Physics Major

Discoveries in physics have revolutionized the world. Physicists study the properties and behavior of matter and energy in a wide variety of contexts, ranging from the submicroscopic particles from which all ordinary matter is composed (particle physics) to the behavior of the universe as a whole (cosmology). As a physics major, you will use systemic reasoning and call on your imagination to understand the laws of nature, the structure of matter and the behavior of physical processes — the keys to many of the universe’s secrets.

The ability to put into practice what is learned in the classroom is paramount to your growth as a young scientist. The Department of Physics at Saint Joseph's has developed a strong research‐oriented culture. The award-winning faculty are distinguished researchers in the field whose primary focus is to provide you with an excellent, personalized education.

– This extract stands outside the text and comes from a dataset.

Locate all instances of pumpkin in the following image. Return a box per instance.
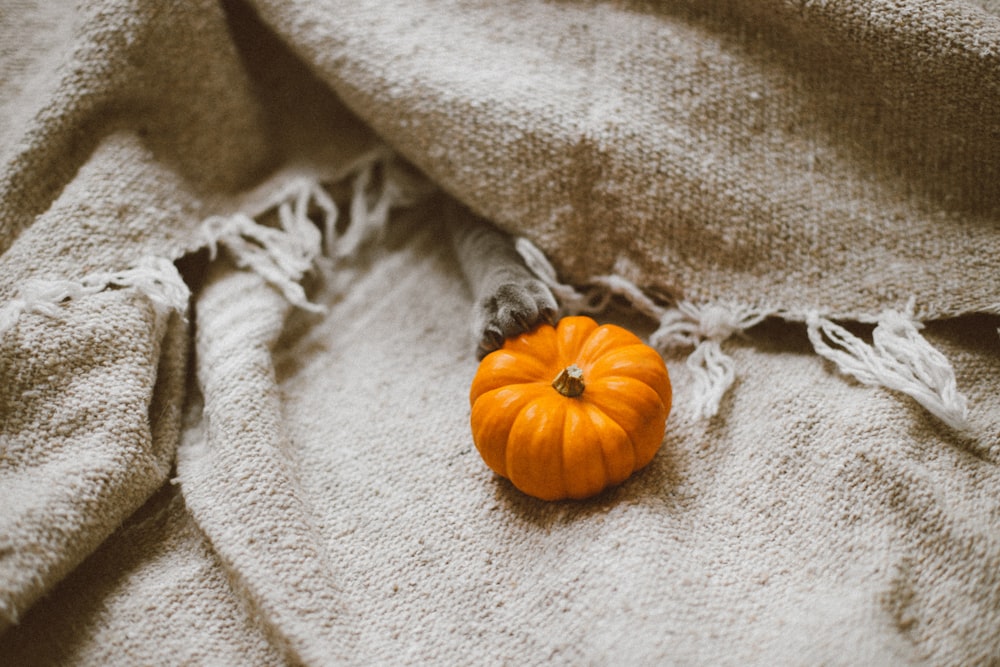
[469,317,671,500]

Your faculty mentor will challenge and guide you in the laboratory. You will learn to ask appropriate questions and design and perform experiments to answer them; analyze data using computational methods; draw conclusions and communicate the results clearly – all skills that transfer readily to many fields.

The five-year B.S./M.S. physics-education program is designed for students who wish to become certified secondary school (grades 7-12) science teachers. The program incorporates the four-year B.S. degree in physics with additional work during the summer and a fifth year to complete the M.S. in secondary education and to become certified. Given the numerous course requirements for the dual degrees and the certification, it is important that students talk with the physics education advisor about this program early in their careers to ensure they are taking appropriate courses. 

A bachelor’s of science in physics will open numerous options to you. Graduates go on to careers at competitive salaries in research and development, computer science, engineering and the biological sciences, or choose to enter top graduate, law or medical schools.